Unánimemente coinciden en afirmar que Rodrigo Paz está ante el dilema de un cambio profundo en el manejo del poder. No solamente debe cerrar el ciclo pernicioso de los años del MAS sino dar inicio a uno nuevo. Sin Revolución, como en el 52, y con votos, él o cualquier otro ganador de la contienda se habría visto frente al mismo dilema. Cerrar un ciclo político y abrir otro con las complejidades correspondientes.
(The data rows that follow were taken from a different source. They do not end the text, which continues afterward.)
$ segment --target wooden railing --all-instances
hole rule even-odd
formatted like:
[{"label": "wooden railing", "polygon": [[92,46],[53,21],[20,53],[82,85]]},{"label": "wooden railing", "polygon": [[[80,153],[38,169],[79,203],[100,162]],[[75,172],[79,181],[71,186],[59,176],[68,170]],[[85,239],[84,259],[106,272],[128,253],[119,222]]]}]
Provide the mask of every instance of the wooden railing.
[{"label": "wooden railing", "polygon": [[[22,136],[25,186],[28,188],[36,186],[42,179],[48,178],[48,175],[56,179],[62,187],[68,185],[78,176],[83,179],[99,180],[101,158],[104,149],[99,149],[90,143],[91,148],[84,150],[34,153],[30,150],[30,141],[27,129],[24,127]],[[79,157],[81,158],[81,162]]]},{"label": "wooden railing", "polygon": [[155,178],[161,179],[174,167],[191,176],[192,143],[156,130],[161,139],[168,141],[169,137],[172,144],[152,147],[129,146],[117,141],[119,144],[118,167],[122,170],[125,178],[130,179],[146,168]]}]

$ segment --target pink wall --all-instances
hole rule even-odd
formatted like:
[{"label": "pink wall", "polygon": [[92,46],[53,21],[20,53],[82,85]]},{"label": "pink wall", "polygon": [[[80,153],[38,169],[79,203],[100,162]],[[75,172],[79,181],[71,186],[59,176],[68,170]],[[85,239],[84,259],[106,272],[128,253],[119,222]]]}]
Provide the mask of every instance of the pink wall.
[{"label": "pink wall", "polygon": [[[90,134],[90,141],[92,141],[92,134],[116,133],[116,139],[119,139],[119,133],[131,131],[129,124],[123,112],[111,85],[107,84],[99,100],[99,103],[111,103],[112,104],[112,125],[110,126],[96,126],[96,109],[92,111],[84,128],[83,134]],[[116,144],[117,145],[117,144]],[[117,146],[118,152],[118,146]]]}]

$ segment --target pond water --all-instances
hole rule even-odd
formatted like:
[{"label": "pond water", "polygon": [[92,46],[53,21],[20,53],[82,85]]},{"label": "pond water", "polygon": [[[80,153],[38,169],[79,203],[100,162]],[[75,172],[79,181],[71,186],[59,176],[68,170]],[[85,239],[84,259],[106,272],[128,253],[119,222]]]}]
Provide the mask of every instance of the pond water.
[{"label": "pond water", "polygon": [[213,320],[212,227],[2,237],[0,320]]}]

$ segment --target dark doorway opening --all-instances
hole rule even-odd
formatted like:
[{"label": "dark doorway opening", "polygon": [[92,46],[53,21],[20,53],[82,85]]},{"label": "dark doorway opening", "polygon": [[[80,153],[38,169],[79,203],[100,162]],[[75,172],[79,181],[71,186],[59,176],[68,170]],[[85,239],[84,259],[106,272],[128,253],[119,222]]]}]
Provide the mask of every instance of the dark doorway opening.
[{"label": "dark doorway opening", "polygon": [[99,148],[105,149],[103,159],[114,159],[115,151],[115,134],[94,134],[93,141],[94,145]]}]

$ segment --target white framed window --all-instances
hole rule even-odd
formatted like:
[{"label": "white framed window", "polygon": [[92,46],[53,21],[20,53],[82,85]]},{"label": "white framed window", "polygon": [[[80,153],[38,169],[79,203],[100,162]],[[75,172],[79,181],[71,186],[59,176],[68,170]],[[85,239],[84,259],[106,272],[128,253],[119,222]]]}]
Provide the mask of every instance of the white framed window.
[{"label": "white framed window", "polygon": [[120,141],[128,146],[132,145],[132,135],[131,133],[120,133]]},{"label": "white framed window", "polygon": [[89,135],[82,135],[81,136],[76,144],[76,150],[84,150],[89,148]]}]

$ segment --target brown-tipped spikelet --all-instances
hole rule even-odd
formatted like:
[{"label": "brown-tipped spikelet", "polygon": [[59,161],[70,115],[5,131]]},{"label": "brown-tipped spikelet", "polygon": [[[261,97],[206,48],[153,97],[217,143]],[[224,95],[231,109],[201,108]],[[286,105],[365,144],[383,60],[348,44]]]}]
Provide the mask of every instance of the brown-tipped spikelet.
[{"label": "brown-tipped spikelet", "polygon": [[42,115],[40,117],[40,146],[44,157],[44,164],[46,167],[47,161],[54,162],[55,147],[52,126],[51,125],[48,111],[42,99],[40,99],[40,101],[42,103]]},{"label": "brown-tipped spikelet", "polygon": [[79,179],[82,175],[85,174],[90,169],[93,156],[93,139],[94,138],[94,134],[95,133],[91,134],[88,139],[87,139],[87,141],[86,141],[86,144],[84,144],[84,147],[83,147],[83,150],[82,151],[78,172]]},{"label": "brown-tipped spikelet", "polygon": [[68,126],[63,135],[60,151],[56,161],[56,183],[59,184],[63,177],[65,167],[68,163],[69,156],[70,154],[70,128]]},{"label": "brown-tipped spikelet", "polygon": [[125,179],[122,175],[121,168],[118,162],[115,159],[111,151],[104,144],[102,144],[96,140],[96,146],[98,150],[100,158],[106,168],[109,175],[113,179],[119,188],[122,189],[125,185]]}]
Y el asunto no solamente está en entender el punto crucial, sino en actuar en consecuencia.
Una democracia inclusiva de verdad frente al sistema racista y excluyente que cultivó el MAS; un equipo de colaboradores que refleje esa inclusión y que permita tener voces plurales a la hora de definir políticas públicas; y una visión de país que, en su gobierno de transición, siente las bases para seguir avanzando. Parece simple pero no lo es. Naturalmente, esto no pasa por cambiar a tal o cual ministro sino por entender la magnitud del desafío.
Yo, desde mi sitio de espectadora interesada, creo sinceramente que Rodrigo Paz y su equipo saben que este es el quid de la cuestión y, por la misma razón, no comparto esos pedidos de estado de sitio, mano dura o imperio de la ley que pregonan algunos. “Los partos son dolorosos”, como dijo hace poco Jaime Paz Zamora refiriéndose justamente a esta parte del momento político; y a nadie, con un poco de cordura, se le ocurriría comenzar a pedirle a una mujer en trabajo de parto que no grite o manifieste de alguna manera sus profundos dolores.